Blastfighter : La Chasse


Jake et son faon, Jake et son enfant, Jake en ermite et en mécanique…        


Bien sûr, Blastfighter (Lamberto Bava, 1984) adresse des clins d’œil aux Chasses du comte Zaroff (Irving Pichel & Ernest B. Schoedsack, 1932), à Délivrance (John Boorman, 1972), à Voyage au bout de l’enfer (Michael Cimino, 1978), à Rambo (Ted Kotcheff, 1982), au contemporain Razorback (Russel Mulcahy), mais il résonne surtout, certes à sa modeste mesure, avec Impitoyable (Clint Eastwood, 1992), possible titre suppléant, puisque son argument, de passé point ne passant, repose à la fois sur le refus de la violence et l’accomplissement de la vengeance. Le générique de fin précise que les images de souffrance animale proviennent d’archives, exit le côté documentaire de Cannibal Holocaust (Ruggero Deodato, 1980), donc, cependant ce métrage de traque générale, de gibier à deux pieds, capable de parler, pleurer, constitue à sa manière un tract contre l’occupation discutable, qui révulsait un certain Oscar Wilde, ici recyclée en outrages de braconnage. Il s’agit, aussi, d’un mélodrame amical, familial, doublé d’un survival rural, où deux hommes s’affrontent à la façon des cerfs, où deux femmes, la mère puis la fille, s’effondrent, la première blessée à mort, la tête sous l’eau, par un couteau de giallo, la seconde mortellement touchée par une balle, à proximité d’une cascade, rime aquatique. L’ex-flic et ex-incarcéré perd par conséquent son épouse furtive, sa descendance intrépide, descend l’assassin, décime les vauriens. Durant le dernier duel, il casse l’autre jambe de sa connaissance d’enfance, il ramène in extremis, au petit matin, au milieu de la rue principale de la petite ville trop tranquille, l’amas de cadavres humains substitué à celui des cervidés, sorte de boucle bouclée en pick-up, qui plaira, n’en doutons pas, aux pensionnaires de la SPA.
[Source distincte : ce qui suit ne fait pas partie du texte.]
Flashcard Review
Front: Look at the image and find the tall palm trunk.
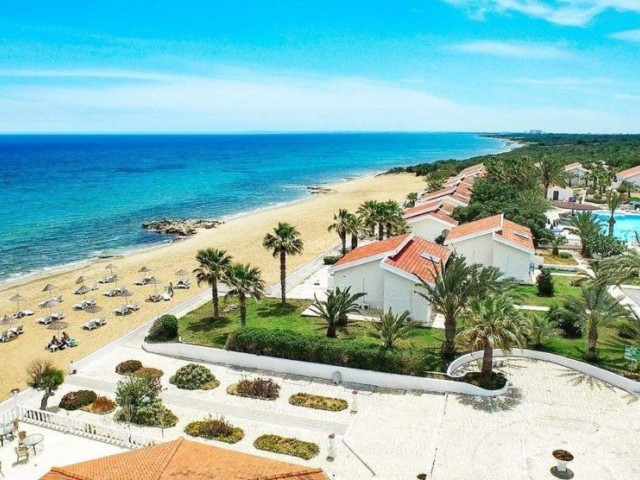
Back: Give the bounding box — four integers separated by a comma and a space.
280, 250, 287, 305
609, 217, 616, 237
480, 342, 493, 382
238, 293, 247, 327
587, 325, 598, 362
211, 278, 220, 318
442, 317, 456, 357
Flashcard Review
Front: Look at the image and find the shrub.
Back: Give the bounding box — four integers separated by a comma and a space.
225, 327, 446, 375
169, 363, 220, 390
116, 398, 178, 428
253, 435, 320, 460
289, 393, 349, 412
80, 397, 116, 415
536, 268, 555, 297
323, 255, 341, 265
146, 315, 178, 342
184, 417, 244, 443
227, 378, 280, 400
60, 390, 98, 410
116, 360, 142, 375
133, 367, 164, 379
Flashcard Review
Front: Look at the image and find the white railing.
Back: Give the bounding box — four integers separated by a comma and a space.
5, 407, 161, 448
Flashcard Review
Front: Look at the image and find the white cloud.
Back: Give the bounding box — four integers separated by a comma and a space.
453, 40, 573, 60
0, 66, 640, 133
609, 28, 640, 43
443, 0, 640, 27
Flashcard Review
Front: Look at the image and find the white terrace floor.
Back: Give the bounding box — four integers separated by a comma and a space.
5, 346, 640, 480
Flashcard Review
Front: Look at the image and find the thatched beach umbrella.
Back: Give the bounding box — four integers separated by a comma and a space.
42, 298, 60, 315
47, 320, 69, 334
9, 293, 26, 312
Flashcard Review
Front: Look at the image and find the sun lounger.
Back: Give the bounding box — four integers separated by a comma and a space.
113, 305, 131, 315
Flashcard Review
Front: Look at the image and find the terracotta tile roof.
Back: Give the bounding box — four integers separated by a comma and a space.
42, 438, 327, 480
384, 237, 451, 283
402, 200, 442, 218
616, 165, 640, 179
447, 214, 534, 250
335, 234, 409, 266
447, 215, 502, 241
Face au frère infect, en compagnie de la jolie Connie, il convient, à contrecœur,  de reprendre les armes, de se servir du prototype policier de l’intitulé, fusil fabuleux, grâce auquel se métamorphoser fissa en ersatz de Chuck Norris, massacrer en son-et-lumière nocturne, over the top, action non-stop, l’ensemble des poursuivants, c’est-à-dire du casting, le « Tiger » enfin (re)devenu ange exterminateur, nulle surprise pour le spectateur, d’ailleurs. Le réalisateur signe un film soigné, enlevé, dont la linéarité déploie une moralité ironique, tragique. Très manichéen, un brin raciste, avec son Asiatique trafiquant d’aphrodisiaques, un chouïa homophobe, cf. le couple de tueurs à la Hitchcock, en tout cas selon une sensibilité actuelle, contrôlée par le pénible politiquement correct, Blastfighter mérite néanmoins son exhumation, démunie de ricanements, sinon de condamnation. Un an après La Maison de la terreur, du même auteur, revoici Michele Soavi, embarqué par Bava au bout de l’hallali. Escorté par trois co-scénaristes, mentionnons les noms de Massimo De Rita, architecte de La Cité de la violence (Sergio Solima, 1970), médecin de Ils vont tous bien ! (Giuseppe Tornatore, 1990), de l’incontournable Dardano Sacchetti, le cinéaste sous pseudonyme, pratique pragmatique, bénéficie des lumières du fidèle directeur de la photographie Gianlorenzo Battaglia et d’un thème irréfutable du fulcien Fabio Frizzi, à la féminine mélancolie. Forte et fragile, Valentina Forte (Amazonia : La Jungle blanche, 1985 + Body Count, 1986, duo de Deodato) se tient entre l’éphémère et solide Michael Sopkkiw, l’aimable et boiteux George Eastman. Faut-il prendre au sérieux de tels films ? Peut-on y prendre du plaisir ? Poser la question implique la réponse : oui, oh, oui, pas seulement en raison d’une cinéphilie délestée d’a priori, en partie portée vers l’Italie.



À l’intérieur de ses frontières, de celles de la forestière Géorgie, d’habitude plus alanguie, radoucie, réécoutez Ray Charles, rematez Minuit dans le jardin du bien et du mal (Eastwood, 1997), Blastfighter respecte son pacte cinématographique, sans une once de cynisme ni de complaisance, je pense, par exemple, au viol collectif vite avorté, châtié. Un item à démolir, armé du mépris ? Un ouvrage vivant, mieux qu’une copie.